Buy, Build or Lease

22 May 2020 | AgileData Journey, Blog, Product Management

One of the (many) things we needed to decide when we started to build out the AgileData Minimal Magical Product (MMP), was which capabilities we would build vs which capabilities we would lease or buy.

As part of our AgileData Way of working we have a defined a principle of lease first.

Our definition of lease means we are using a serverless solution, where we do not need to maintain the infrastructure or software, and we only pay for the the capacity we actually use.

Our definition of buy is where there is money required upfront, or there is a fixed cost to use the solution and this is charged if we use it or not.

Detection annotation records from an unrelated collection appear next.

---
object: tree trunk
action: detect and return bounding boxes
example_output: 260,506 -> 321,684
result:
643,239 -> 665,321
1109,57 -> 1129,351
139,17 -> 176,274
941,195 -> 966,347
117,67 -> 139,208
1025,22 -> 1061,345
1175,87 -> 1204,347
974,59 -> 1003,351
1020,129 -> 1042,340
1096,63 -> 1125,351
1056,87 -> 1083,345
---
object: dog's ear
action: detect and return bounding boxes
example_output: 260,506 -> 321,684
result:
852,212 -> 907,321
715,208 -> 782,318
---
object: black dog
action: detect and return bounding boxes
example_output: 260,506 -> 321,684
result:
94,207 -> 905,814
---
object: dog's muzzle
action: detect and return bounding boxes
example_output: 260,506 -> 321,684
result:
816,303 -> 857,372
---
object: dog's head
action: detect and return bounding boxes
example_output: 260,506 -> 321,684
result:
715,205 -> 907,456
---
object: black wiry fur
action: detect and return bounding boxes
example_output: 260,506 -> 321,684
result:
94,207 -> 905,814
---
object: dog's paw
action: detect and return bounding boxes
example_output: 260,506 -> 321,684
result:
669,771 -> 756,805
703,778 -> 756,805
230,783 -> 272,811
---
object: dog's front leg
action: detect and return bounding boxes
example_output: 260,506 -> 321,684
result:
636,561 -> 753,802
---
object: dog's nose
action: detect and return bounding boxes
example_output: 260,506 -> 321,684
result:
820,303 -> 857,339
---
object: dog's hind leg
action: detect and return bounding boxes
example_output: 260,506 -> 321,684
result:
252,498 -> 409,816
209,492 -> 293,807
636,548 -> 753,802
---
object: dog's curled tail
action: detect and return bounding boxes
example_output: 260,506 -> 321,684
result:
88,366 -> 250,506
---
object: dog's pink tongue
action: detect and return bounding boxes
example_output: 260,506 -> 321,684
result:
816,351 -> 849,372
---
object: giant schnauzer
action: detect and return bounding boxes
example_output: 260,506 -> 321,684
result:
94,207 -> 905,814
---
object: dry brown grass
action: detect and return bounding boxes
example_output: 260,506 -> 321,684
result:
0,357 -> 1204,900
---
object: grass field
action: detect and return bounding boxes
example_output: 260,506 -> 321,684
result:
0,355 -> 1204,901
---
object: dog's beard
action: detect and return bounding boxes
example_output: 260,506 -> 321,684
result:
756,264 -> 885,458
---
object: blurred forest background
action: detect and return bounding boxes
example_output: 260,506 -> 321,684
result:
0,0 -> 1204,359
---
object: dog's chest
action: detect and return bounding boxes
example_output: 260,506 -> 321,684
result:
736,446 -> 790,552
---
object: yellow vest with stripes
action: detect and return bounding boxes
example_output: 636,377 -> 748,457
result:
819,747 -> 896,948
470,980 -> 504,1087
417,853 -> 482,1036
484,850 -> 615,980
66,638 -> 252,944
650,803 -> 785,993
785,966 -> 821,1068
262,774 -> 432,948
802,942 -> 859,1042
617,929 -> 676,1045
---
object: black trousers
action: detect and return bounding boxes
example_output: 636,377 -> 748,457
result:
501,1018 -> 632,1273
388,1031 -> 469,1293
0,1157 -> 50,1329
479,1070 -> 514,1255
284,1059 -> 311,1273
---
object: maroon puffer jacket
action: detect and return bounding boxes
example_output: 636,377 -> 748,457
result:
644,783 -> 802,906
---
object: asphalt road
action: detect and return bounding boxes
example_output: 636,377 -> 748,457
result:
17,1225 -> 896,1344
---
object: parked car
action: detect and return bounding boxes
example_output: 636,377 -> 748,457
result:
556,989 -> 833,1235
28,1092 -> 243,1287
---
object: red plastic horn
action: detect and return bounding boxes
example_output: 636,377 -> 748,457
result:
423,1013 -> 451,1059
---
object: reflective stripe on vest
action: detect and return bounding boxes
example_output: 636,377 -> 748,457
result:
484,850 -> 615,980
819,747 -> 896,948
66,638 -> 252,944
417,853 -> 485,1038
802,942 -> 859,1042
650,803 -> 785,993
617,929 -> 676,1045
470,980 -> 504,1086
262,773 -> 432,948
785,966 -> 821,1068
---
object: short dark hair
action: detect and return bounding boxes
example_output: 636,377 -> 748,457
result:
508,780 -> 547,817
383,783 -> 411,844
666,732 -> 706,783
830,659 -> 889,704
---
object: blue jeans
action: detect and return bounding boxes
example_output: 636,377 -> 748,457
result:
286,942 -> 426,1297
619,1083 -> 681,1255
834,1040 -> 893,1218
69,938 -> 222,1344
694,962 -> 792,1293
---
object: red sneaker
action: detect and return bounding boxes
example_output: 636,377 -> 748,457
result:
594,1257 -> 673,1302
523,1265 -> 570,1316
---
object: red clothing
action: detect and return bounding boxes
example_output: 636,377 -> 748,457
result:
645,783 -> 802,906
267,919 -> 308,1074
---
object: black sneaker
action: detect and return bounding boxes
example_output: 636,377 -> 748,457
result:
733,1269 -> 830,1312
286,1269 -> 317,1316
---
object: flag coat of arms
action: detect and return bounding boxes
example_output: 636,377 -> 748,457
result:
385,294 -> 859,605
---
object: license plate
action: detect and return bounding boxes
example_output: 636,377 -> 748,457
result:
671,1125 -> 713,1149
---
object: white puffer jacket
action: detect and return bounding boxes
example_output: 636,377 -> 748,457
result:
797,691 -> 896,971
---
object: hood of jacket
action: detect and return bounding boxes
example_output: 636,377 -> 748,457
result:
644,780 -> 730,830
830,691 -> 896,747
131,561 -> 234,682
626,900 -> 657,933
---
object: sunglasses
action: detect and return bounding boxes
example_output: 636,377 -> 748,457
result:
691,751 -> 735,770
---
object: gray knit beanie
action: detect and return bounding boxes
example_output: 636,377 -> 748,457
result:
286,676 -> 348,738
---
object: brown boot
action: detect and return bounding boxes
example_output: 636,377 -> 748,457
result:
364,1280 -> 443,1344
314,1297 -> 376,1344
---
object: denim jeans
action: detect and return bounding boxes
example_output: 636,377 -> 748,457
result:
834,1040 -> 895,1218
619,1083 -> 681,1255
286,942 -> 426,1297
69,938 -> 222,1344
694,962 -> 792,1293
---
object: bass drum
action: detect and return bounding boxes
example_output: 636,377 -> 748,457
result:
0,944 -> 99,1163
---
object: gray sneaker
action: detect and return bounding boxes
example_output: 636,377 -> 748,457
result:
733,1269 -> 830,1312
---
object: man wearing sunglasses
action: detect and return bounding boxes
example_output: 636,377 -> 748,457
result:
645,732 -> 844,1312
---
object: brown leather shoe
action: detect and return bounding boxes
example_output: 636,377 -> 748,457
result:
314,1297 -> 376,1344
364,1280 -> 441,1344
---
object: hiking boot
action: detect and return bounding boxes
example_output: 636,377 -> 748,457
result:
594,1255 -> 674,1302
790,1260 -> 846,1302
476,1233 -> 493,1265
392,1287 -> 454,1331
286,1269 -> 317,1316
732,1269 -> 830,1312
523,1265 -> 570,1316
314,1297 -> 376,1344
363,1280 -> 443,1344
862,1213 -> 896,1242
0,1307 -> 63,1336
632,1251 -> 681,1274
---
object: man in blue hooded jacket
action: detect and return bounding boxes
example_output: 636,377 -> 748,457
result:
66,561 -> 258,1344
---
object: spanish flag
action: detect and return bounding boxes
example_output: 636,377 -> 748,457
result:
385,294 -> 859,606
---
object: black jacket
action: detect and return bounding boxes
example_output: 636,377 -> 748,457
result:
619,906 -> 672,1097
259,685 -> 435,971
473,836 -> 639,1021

Our definition of build is where we put in the majority of the effort to create the capability, rather than spending our money on something that has already been created and spending our time integrating it.

Containers

We made a decision that using any technology that required us to deploy and manage the technology using a “container” would be classed as buy rather than lease.  We have to either run the containers full time or we have to build the DataOps processes to stop and start them.  With serverless we get this stop / start, pay as you use pattern as part of the service, with no effort required on our side.

Open Source

Open source technologies provided an interesting challenge when trying to decide if we should categorise them as a buy or a build. We made a decision that using any technology that required us to create and manage the “container” templates would be classed as build rather than buy.

Infrastructure

The infrastructure decision was a no brainer, we were never going to build and maintain our own hardware, so choosing one of the large cloud providers was a given. As we have already written about why we chose Google Cloud, Why we chose Google Cloud as the infrastructure platform for AgileData.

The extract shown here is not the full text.